I have an imported .csv of number values- I want to sort the dataframe so I end up a list showing how many times each value occurs across the whole dataframe.
E.g.
1: 5
2: 0
3: 23
4: 8
I have found how to count the values of a specified column, but I can't find a way to do the same thing for the entire dataframe- I could count the values of each column and then combine them afterward but it is a bit clunky and I was looking for a more elegant solution.
This is an example of what I was trying:
sort_dataframe = df.select(pl.col("1", "2", "3", "4", "5", "6", "7").value_counts())
Which results in:
polars.exceptions.ComputeError: Series length 16 doesn't match the DataFrame height of 26
TLDR. You can use value_counts
after unpivoting the dataframe into a long format.

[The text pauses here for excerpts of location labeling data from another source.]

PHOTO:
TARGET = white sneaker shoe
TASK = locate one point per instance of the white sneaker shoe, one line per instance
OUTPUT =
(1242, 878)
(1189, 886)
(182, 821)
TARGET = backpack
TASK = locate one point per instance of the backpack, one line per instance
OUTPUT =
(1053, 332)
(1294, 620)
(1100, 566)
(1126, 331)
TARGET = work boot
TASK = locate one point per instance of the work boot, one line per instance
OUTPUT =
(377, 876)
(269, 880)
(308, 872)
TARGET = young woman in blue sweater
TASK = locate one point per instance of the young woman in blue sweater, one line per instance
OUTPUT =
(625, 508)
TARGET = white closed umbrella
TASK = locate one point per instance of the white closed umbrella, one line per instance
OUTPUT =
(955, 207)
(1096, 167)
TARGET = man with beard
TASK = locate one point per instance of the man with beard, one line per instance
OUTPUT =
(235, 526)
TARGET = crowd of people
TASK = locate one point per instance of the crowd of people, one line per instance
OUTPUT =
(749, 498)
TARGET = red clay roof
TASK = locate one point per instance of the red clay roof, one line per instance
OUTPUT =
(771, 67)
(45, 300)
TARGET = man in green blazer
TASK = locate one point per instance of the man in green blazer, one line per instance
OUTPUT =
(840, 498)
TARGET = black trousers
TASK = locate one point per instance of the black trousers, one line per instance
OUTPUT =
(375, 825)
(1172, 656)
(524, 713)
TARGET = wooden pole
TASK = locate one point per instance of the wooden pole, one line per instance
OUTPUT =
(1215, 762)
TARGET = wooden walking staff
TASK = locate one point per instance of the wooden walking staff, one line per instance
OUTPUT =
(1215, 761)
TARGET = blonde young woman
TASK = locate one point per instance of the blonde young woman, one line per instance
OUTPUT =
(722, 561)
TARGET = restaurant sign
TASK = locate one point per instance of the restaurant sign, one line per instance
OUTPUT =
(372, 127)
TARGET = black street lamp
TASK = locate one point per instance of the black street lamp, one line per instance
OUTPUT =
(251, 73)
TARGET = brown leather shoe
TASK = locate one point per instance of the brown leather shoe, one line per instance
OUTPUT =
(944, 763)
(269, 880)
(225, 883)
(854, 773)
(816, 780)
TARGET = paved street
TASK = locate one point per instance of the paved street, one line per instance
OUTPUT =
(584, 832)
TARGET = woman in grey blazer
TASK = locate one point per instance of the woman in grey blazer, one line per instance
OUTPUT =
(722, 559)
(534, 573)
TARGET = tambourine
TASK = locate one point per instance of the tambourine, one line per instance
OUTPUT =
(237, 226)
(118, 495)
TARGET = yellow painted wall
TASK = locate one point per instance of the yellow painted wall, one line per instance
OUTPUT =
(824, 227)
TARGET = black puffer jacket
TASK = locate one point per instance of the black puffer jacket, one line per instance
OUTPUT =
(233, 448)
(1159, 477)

df.unpivot().get_column("value").value_counts()
Let us consider the following example dataframe.
import polars as pl
df = pl.DataFrame({
"col_1": [1, 2, 3],
"col_2": [2, 3, 7],
"col_3": [1, 1, 9],
})
shape: (3, 3)
┌───────┬───────┬───────┐
│ col_1 ┆ col_2 ┆ col_3 │
│ --- ┆ --- ┆ --- │
│ i64 ┆ i64 ┆ i64 │
╞═══════╪═══════╪═══════╡
│ 1 ┆ 2 ┆ 1 │
│ 2 ┆ 3 ┆ 1 │
│ 3 ┆ 7 ┆ 9 │
└───────┴───────┴───────┘
First, we can unpivot the dataframe using pl.DataFrame.unpivot
to obtain a single column containing all values.
df.unpivot()
shape: (9, 2)
┌──────────┬───────┐
│ variable ┆ value │
│ --- ┆ --- │
│ str ┆ i64 │
╞══════════╪═══════╡
│ col_1 ┆ 1 │
│ col_1 ┆ 2 │
│ col_1 ┆ 3 │
│ col_2 ┆ 2 │
│ col_2 ┆ 3 │
│ col_2 ┆ 7 │
│ col_3 ┆ 1 │
│ col_3 ┆ 1 │
│ col_3 ┆ 9 │
└──────────┴───────┘
Finally, we can get the value column as a pl.Series
and use pl.Series.value_counts
to count the number of occurrences of each value.
counts = df.melt().get_column("value").value_counts()
shape: (5, 2)
┌───────┬───────┐
│ value ┆ count │
│ --- ┆ --- │
│ i64 ┆ u32 │
╞═══════╪═══════╡
│ 7 ┆ 1 │
│ 3 ┆ 2 │
│ 9 ┆ 1 │
│ 2 ┆ 2 │
│ 1 ┆ 3 │
└───────┴───────┘
This can also be simply converted to a python dictionary.
dict(counts.iter_rows())
{3: 2, 7: 1, 1: 3, 2: 2, 9: 1}